Le chef de l’État ivoirien a obtenu une victoire écrasante lors du scrutin présidentiel, recueillant 89,77% des voix. Ce succès s’inscrit dans la continuité de ses précédentes réélections, où il avait déjà enregistré des scores similaires. L’élection s’est déroulée dans un contexte particulier, caractérisé par l’éviction des figures majeures de l’opposition et un dispositif sécuritaire renforcé.

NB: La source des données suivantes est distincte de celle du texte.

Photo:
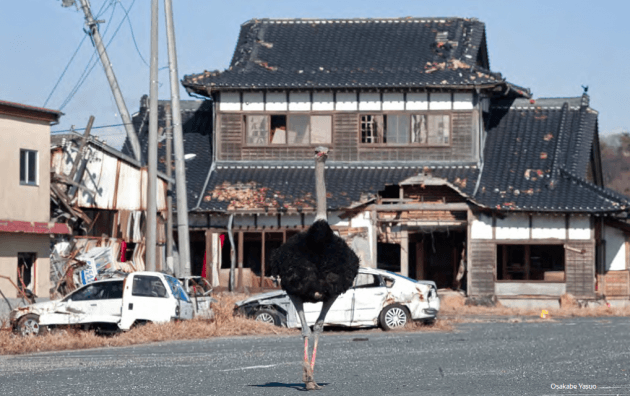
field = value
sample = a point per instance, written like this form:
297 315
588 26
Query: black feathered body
315 265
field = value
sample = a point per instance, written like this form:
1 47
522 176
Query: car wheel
29 325
393 316
267 316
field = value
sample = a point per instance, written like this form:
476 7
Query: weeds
454 306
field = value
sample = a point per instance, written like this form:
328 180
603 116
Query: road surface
521 358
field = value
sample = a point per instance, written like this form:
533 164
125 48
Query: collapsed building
439 168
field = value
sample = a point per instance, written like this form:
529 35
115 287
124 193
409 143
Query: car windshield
402 276
176 288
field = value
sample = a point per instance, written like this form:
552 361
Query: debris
265 44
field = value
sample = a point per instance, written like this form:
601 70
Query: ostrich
315 266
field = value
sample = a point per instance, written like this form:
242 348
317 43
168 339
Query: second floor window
292 130
421 129
28 167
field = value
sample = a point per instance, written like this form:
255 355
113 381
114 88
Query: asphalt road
522 358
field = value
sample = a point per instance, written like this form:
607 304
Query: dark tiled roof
234 186
197 129
536 158
341 53
55 113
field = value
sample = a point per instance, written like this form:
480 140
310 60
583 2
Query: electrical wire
89 67
133 36
63 73
94 127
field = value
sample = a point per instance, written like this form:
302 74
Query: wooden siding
460 149
433 194
580 268
482 263
345 143
230 136
345 137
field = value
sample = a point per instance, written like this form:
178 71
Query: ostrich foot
307 377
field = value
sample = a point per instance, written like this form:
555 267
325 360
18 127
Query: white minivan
109 305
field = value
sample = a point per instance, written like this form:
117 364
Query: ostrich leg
307 375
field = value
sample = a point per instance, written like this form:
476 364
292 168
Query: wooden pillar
404 253
209 256
262 261
420 259
241 238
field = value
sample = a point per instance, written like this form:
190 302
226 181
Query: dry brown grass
453 306
224 324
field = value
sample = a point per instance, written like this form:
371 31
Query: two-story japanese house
438 169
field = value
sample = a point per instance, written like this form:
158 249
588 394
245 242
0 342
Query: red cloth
123 251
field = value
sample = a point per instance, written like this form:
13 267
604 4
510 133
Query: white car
377 297
109 305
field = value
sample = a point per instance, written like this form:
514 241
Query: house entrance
436 256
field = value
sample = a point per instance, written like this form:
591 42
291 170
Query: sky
551 47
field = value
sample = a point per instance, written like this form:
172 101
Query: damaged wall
17 201
10 246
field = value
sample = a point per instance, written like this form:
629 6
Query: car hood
261 297
37 308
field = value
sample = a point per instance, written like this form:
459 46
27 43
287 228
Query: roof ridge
361 20
605 192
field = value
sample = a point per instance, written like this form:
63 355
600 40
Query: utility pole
97 41
168 129
152 155
180 166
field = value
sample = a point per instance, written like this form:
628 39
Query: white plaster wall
299 101
393 101
534 288
334 219
369 101
615 249
417 101
291 220
347 101
230 101
276 101
579 227
440 101
267 221
361 220
481 227
323 101
253 101
463 101
545 227
514 226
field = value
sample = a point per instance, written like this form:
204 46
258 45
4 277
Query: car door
185 308
339 314
369 297
146 298
110 306
84 303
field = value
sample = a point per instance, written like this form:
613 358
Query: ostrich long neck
320 189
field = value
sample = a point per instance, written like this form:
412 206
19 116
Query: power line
133 36
87 72
71 59
94 127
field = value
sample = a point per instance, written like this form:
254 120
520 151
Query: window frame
28 153
287 114
527 257
426 113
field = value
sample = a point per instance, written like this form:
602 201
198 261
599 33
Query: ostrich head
321 154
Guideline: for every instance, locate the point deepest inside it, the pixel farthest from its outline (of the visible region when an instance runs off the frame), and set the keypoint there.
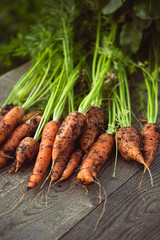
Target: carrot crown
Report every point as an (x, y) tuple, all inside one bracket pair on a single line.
[(100, 65), (151, 76)]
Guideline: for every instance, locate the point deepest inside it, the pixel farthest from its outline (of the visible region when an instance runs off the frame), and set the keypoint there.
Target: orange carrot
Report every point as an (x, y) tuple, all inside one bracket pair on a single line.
[(5, 110), (96, 158), (61, 162), (150, 142), (45, 153), (10, 122), (72, 164), (129, 144), (30, 115), (26, 151), (8, 150), (95, 125), (73, 125)]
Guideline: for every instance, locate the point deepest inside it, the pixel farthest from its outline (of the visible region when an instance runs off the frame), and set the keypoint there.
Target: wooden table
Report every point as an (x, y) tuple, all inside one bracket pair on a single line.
[(71, 213)]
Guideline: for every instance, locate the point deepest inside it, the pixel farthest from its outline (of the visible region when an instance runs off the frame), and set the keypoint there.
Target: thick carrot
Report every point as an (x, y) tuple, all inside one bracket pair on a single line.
[(9, 148), (5, 110), (129, 144), (30, 115), (96, 158), (73, 125), (45, 153), (61, 162), (72, 164), (10, 122), (26, 151), (95, 126), (150, 142)]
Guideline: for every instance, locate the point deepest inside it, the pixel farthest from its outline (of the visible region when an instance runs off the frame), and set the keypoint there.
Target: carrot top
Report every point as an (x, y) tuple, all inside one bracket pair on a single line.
[(151, 77), (101, 64)]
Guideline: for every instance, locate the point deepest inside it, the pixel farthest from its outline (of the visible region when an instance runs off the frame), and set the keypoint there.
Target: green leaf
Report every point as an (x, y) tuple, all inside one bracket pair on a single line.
[(130, 37), (141, 24), (147, 9), (112, 6)]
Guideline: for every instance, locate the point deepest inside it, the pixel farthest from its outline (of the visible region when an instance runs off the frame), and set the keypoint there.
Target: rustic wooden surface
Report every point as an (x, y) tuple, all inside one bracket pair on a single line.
[(70, 213)]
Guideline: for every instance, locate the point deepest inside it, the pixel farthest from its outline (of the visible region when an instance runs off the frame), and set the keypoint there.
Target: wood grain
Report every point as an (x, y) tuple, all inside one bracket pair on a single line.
[(70, 212)]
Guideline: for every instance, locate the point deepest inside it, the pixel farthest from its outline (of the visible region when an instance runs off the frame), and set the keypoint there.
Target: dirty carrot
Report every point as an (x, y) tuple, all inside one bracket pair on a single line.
[(45, 152), (72, 164), (61, 162), (150, 142), (24, 130), (9, 122), (73, 125), (96, 158), (26, 151), (8, 149), (95, 125)]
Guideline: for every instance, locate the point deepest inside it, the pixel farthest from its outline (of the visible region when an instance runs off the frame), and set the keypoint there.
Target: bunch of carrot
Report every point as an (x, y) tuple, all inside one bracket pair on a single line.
[(81, 138)]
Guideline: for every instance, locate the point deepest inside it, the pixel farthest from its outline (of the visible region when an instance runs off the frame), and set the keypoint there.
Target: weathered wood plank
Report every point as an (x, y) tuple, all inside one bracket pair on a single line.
[(68, 203), (129, 214)]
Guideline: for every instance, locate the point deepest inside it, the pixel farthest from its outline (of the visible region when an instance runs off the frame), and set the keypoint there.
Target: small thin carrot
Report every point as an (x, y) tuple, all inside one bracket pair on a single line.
[(73, 125), (5, 110), (95, 125), (8, 150), (61, 162), (150, 142), (26, 151), (45, 153), (30, 115), (96, 158), (9, 122), (129, 145), (72, 164)]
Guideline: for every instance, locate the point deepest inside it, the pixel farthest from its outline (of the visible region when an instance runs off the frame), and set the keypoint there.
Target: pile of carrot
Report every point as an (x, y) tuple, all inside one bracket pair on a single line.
[(31, 125)]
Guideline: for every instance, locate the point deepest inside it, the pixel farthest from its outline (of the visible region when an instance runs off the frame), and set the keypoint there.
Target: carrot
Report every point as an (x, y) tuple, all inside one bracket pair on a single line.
[(9, 148), (95, 124), (26, 151), (30, 115), (129, 145), (73, 125), (45, 153), (10, 122), (5, 110), (96, 158), (150, 142), (72, 164), (61, 162)]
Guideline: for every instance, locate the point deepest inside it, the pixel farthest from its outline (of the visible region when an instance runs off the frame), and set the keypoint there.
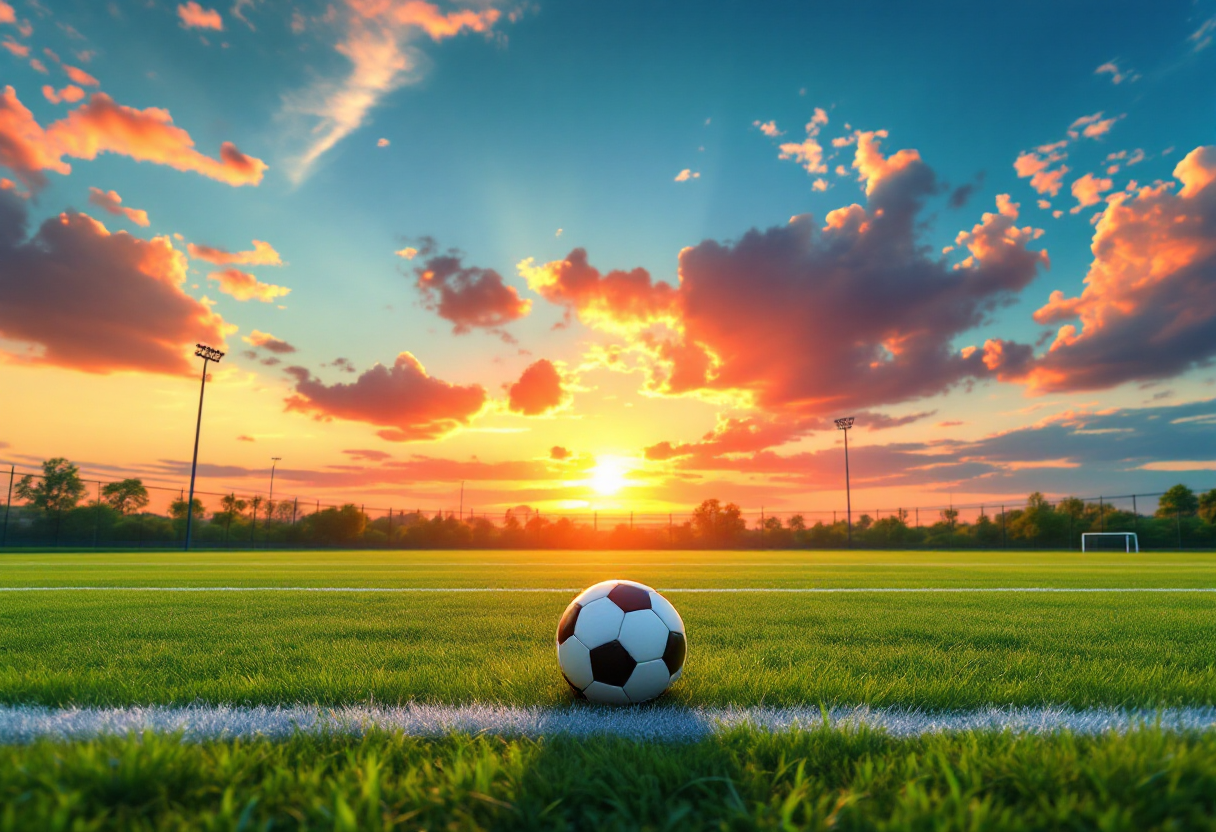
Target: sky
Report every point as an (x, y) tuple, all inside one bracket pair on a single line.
[(612, 257)]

Les principaux concurrents potentiels, Laurent Gbagbo et Tidjane Thiam, ont été exclus du processus électoral pour des raisons juridiques et administratives. Le pouvoir a justifié ces décisions en invoquant le respect des procédures judiciaires, rejetant toute intervention politique. En réponse, les formations politiques concernées ont constitué un front commun pour protester contre leur exclusion, mais leurs actions ont été entravées par des restrictions gouvernementales sur les rassemblements publics.

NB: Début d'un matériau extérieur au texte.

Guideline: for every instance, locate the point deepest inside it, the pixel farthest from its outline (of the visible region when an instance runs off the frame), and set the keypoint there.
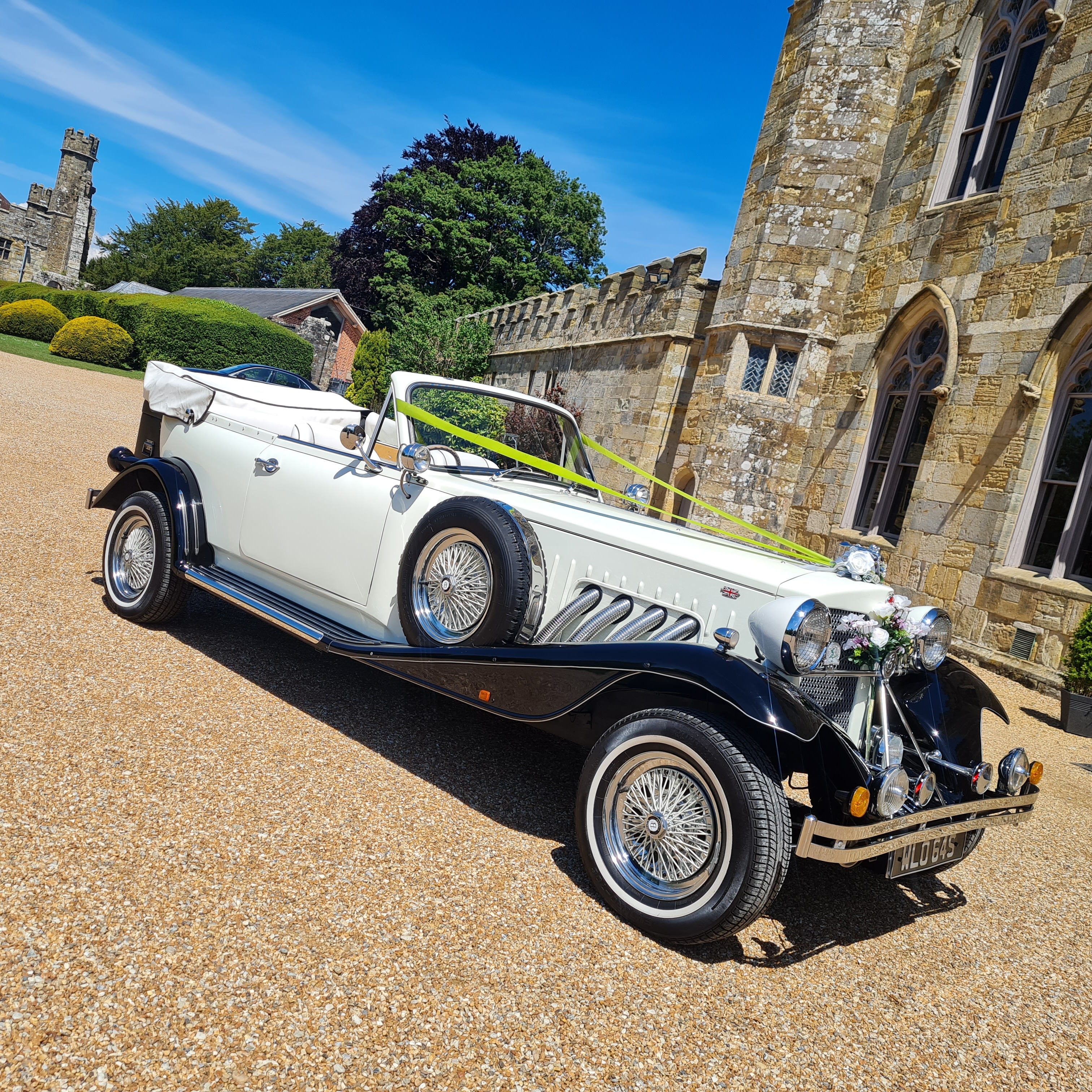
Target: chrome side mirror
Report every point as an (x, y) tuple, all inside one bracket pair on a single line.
[(638, 495), (414, 458), (354, 438), (352, 435)]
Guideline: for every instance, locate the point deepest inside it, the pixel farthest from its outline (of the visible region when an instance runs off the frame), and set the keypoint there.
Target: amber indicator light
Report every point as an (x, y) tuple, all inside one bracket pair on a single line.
[(860, 802)]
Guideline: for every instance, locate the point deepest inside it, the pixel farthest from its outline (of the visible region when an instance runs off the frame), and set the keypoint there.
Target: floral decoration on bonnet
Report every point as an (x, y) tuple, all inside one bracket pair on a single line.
[(873, 637), (861, 563)]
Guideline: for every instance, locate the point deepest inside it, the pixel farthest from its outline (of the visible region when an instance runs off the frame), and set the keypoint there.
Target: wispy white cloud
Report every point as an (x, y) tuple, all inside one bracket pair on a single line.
[(261, 154)]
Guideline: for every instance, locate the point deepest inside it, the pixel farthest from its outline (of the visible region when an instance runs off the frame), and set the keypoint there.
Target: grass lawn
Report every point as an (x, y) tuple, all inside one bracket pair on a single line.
[(40, 351)]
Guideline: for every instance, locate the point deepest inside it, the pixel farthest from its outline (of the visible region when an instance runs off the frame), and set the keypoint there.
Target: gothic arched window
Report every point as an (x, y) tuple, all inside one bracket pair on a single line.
[(1060, 541), (998, 93), (905, 411)]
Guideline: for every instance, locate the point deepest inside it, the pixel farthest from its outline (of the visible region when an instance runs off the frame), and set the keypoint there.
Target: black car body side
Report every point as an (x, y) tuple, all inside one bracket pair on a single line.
[(579, 690)]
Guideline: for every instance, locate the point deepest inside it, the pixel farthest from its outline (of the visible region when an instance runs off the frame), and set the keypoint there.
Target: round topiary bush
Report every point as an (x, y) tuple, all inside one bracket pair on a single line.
[(35, 319), (93, 340)]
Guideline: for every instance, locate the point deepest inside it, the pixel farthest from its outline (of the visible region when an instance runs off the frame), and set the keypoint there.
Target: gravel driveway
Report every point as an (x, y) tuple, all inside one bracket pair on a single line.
[(232, 862)]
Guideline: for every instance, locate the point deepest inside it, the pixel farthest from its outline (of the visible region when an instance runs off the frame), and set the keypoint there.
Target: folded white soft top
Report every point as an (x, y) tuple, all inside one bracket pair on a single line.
[(316, 416)]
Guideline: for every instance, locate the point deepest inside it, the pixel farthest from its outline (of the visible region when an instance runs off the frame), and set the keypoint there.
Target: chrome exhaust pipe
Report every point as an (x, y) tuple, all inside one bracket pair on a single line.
[(621, 608), (652, 619), (682, 630), (585, 602)]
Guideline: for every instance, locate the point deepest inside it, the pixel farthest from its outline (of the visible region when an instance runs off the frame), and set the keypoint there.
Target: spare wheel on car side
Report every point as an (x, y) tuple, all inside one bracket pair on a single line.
[(473, 575)]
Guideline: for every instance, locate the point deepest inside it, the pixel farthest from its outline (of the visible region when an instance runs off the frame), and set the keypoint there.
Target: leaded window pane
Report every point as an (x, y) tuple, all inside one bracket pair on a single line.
[(1074, 446), (1057, 500), (758, 358), (783, 373), (928, 342)]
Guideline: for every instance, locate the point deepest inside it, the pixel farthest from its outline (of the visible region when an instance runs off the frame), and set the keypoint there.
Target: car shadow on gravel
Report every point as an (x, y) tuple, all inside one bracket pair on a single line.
[(527, 780)]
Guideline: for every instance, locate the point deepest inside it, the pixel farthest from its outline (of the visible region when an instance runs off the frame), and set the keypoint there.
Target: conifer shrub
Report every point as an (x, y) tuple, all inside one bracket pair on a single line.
[(372, 369), (1078, 661), (93, 340), (35, 319)]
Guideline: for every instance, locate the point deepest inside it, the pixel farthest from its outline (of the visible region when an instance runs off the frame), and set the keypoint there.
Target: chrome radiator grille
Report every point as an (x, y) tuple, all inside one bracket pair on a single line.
[(833, 695)]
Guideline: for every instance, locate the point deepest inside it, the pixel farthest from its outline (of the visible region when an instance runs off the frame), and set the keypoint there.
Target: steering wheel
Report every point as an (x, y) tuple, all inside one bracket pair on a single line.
[(444, 447)]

L’appareil du Rassemblement des houphouétistes pour la démocratie et la paix s’est révélé déterminant dans cette campagne. Pendant deux ans, les cadres du parti ont déployé une présence constante sur le terrain, consolidant leur implantation dans l’ensemble des régions. Cette organisation solide contraste avec la situation de l’opposition, qui peine à maintenir sa visibilité et son influence.
La question de la succession présidentielle commence à émerger, alors que le mandat actuel devrait être le dernier selon les dispositions constitutionnelles. L’entourage du chef de l’État évoque plusieurs profils potentiels, sans qu’aucun ne semble réunir toutes les qualités requises. Parallèlement, le gouvernement met en avant la capacité du président à s’adresser aux jeunes générations, dans un pays où les moins de 35 ans représentent les trois quarts de la population.

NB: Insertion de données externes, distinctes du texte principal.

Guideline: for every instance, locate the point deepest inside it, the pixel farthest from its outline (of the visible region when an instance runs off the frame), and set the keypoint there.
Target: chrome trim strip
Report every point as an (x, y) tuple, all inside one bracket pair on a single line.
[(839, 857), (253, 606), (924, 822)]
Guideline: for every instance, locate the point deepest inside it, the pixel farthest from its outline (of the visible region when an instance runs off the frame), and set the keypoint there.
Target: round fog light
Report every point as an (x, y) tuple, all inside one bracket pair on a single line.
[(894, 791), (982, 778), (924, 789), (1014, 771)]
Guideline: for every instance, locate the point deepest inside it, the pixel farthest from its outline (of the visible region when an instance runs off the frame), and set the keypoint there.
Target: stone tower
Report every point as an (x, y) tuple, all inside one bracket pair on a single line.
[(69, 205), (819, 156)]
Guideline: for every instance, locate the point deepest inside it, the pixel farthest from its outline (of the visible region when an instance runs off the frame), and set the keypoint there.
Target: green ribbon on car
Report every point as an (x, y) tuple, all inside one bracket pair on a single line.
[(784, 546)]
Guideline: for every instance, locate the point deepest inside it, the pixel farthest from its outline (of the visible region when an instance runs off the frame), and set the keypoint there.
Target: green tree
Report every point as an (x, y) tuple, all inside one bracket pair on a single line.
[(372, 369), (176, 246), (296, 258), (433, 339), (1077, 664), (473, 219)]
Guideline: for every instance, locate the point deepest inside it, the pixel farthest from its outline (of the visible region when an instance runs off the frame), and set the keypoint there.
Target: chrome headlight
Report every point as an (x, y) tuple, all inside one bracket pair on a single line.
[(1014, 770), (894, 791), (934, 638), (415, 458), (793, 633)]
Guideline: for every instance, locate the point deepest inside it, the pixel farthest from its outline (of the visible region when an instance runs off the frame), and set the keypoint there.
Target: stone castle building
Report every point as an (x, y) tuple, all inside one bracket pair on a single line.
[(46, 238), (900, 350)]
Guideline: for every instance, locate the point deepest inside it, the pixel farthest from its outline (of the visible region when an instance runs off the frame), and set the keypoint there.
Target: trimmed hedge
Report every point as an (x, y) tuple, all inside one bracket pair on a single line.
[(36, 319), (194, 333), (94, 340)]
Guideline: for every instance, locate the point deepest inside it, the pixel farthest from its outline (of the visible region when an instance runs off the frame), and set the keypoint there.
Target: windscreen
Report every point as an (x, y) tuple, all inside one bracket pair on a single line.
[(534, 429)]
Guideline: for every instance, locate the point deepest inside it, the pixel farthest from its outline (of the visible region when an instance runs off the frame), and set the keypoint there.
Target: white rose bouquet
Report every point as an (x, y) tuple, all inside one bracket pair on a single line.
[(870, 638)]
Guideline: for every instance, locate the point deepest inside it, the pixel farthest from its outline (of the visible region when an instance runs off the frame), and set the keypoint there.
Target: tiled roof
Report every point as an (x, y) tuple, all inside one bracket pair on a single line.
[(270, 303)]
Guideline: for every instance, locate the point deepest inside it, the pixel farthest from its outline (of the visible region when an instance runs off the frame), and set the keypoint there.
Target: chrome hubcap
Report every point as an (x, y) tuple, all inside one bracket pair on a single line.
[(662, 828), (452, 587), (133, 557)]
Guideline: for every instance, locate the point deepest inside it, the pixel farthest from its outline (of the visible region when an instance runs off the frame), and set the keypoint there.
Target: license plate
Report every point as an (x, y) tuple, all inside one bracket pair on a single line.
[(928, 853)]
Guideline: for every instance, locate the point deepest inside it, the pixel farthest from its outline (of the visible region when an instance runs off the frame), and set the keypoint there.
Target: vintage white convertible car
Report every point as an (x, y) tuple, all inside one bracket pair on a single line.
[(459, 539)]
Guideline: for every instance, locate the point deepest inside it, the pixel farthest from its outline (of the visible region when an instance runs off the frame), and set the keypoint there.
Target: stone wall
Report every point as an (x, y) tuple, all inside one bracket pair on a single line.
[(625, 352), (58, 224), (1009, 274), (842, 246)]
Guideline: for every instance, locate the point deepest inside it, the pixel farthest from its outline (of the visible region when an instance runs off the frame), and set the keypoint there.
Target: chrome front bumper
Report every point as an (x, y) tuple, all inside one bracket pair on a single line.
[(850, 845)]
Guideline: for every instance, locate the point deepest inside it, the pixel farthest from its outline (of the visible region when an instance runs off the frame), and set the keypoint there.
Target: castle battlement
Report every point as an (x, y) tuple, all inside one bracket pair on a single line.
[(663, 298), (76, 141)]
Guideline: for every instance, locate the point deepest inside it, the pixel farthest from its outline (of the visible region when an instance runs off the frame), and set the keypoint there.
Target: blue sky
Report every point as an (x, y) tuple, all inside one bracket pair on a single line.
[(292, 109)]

L’analyse des résultats électoraux révèle des disparités géographiques significatives. Si la participation a été élevée dans le nord du pays, région traditionnellement acquise au président, elle est restée faible dans les zones méridionales et occidentales. Cette fracture territoriale reflète des clivages sociopolitiques persistants, selon les observateurs.
Le scrutin s’est globalement déroulé dans le calme, avec des incidents localisés, contrastant avec les violences qui avaient marqué les élections précédentes. Certains commentateurs relèvent toutefois le caractère verrouillé de la consultation, marquée par l’absence de compétition réelle et un certain désintérêt des électeurs.